Pour en revenir à notre cas belge, il est donc évident que ce pays remet en question la fameuse courbe de Phillips par sa situation même si ce n'était évidemment pas l'objectif du gouvernement belge qui souhaitait simplement défendre l'intérêt de ses citoyens en les protégeant de l'inflation. Il ressort donc de ces observations que l'inflation en Belgique, malgré la décision d'indexer les salaires sur cette dernière, ne fut pas plus forte que dans les autres pays de l'OCDE ou de la zone euro. Elle a même fortement ralenti exactement comme dans le reste de la zone euro. Au mois de juin, l'inflation en Belgique est ainsi retombée à 4,15%. Comme je l'ai dit dans un texte précédent, les mesures de la BCE sont parties d'un mauvais diagnostic et vont probablement provoquer une récession à laquelle la Belgique n'échappera probablement pas. On risque donc d'aller vers une déflation assez rapidement.
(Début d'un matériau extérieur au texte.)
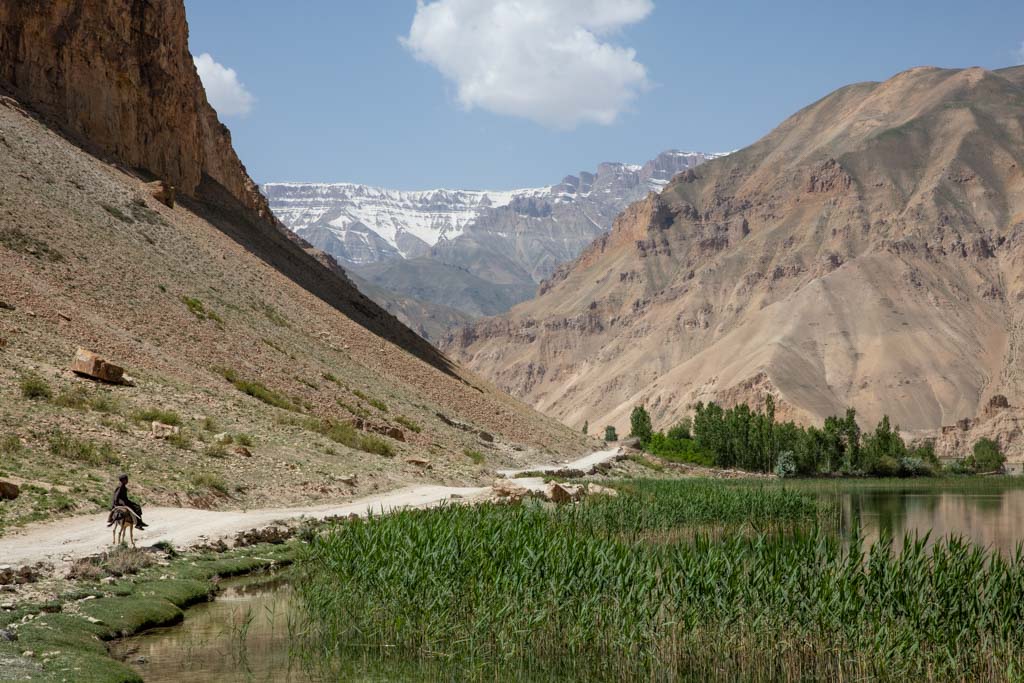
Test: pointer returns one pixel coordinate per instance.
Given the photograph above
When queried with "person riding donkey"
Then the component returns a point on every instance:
(121, 500)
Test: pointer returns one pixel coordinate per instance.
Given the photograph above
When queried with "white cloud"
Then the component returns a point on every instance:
(223, 89)
(547, 60)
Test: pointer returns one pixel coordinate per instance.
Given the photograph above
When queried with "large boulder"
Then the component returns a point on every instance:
(89, 364)
(8, 491)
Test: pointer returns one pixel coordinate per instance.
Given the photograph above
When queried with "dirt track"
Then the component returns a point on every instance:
(79, 537)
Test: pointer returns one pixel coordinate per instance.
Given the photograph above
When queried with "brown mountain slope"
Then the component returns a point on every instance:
(178, 295)
(866, 252)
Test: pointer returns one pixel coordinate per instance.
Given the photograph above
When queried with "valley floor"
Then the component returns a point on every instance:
(68, 540)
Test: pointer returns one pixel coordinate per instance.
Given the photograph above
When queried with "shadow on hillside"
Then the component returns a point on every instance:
(271, 245)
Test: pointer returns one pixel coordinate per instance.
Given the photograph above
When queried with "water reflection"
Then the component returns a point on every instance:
(991, 518)
(245, 635)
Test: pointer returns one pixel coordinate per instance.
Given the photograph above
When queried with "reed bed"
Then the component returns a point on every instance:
(529, 593)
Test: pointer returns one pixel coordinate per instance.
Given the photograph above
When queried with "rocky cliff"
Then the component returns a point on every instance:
(117, 77)
(867, 253)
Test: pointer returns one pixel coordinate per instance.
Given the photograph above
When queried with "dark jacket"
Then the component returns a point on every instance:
(121, 497)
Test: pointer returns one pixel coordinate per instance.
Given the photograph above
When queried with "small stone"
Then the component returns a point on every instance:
(8, 491)
(160, 430)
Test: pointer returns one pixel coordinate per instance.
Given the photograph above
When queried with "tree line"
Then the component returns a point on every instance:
(740, 437)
Mais l'on constate empiriquement que le lien supposé entre inflation et hausse des salaires est loin d'être aussi évident ou aussi direct que ce que les économistes mainstream ont pu croire. Il reste cependant à voir les effets sur la balance commerciale. Car si l'engrenage entre hausse de l'inflation et salaire n'est pas évident, on peut se demander quels effets une hausse salariale de ce type peut produire sur la balance commerciale.

 

Inflation Belgique

La Belgique connaissait déjà depuis la crise du COVID un déficit de la balance commerciale. Le système belge indexe les salaires sur l'inflation depuis longtemps, depuis 1920 plus exactement. Il faut rappeler aussi que c'était également le cas de la France pendant les trente glorieuses. Cependant depuis 40 ans nos pays vivent en régime de libre-échange, on peut donc légitimement craindre qu'un tel mécanisme engendre automatiquement une dégradation de la balance commerciale en cas de forte inflation. Cependant là encore la Belgique semble casser les prédictions si la balance commerciale reste négative, ce qui n'est pas une bonne chose en soi, on ne note pas une dégradation de la balance commerciale suite à l'épisode inflationniste que nous venons de vivre. Encore une fois, on a ici la preuve que ce n'est pas parce quelque chose est logique, que c'est vrai dans le monde réel. Et c'est bien ce qui différencie un raisonnement scientifique d'un raisonnement métaphysique. La méthode scientifique s'appuie d'abord sur l'observation, peu importe si on n'a pas d'explication logique à y apporter. Comme disait Keynes quand les faits changent, je change mon point de vue, peu importe si cela paraît au premier abord illogique.

 

 

D'ailleurs alors que nous sortons d'un épisode de forte inflation petit à petit que peut-on constater sur les effets pratiques de ce phénomène ? Et bien tout d'abord qu'il a été accompagné d'une assez forte croissance économique. Cela n'a guère été noté, mais pour la première fois depuis extrêmement longtemps la croissance économique de la zone euro a été plus forte que la croissance mondiale. Un petit détail qui casse un peu l'idée que l'inflation c'est le drame. Bien sûr cette situation ne va pas durer puisque la BCE a comme seule mission d'enrayer l'inflation par ses supposées efficaces mesures de hausse des taux d’intérêt. Ensuite, on en a déjà parlé, mais cette inflation a désendetté les états. Parce que le PIB a grippé plus vite que les dettes en valeur absolues. S'en suit que la part de la dette dans le PIB a baissé par rapport à la situation préinflationniste confirme l'effet bien connu de l'inflation par les économistes keynésiens. L'inflation ronge bien les dettes et les rentes quoiqu'en disent les libertariens qui pullulent sur le web français. Au final, si les Français ont été bien éduqués depuis 40ans pour avoir une peur viscérale de l'inflation l'épisode récent devrait quand même faire réfléchir un peu nos citoyens. L'expérience historique au contraire des récits libéraux nous dit que sans inflation la situation économique est mauvaise. Il vaut mieux avoir une inflation à 3% et des salaires qui grimpent de 4% qu'une inflation à 2% et des salaires qui stagnent. Je crains cependant que cet épisode anormal que nous avons connu et qui est surtout la conséquence des mesures anti-COVID ne serve pas à changer le récit officiel concernant l'inflation. La peur de la hausse des prix est malheureusement trop ancrée dans la tête des Européens.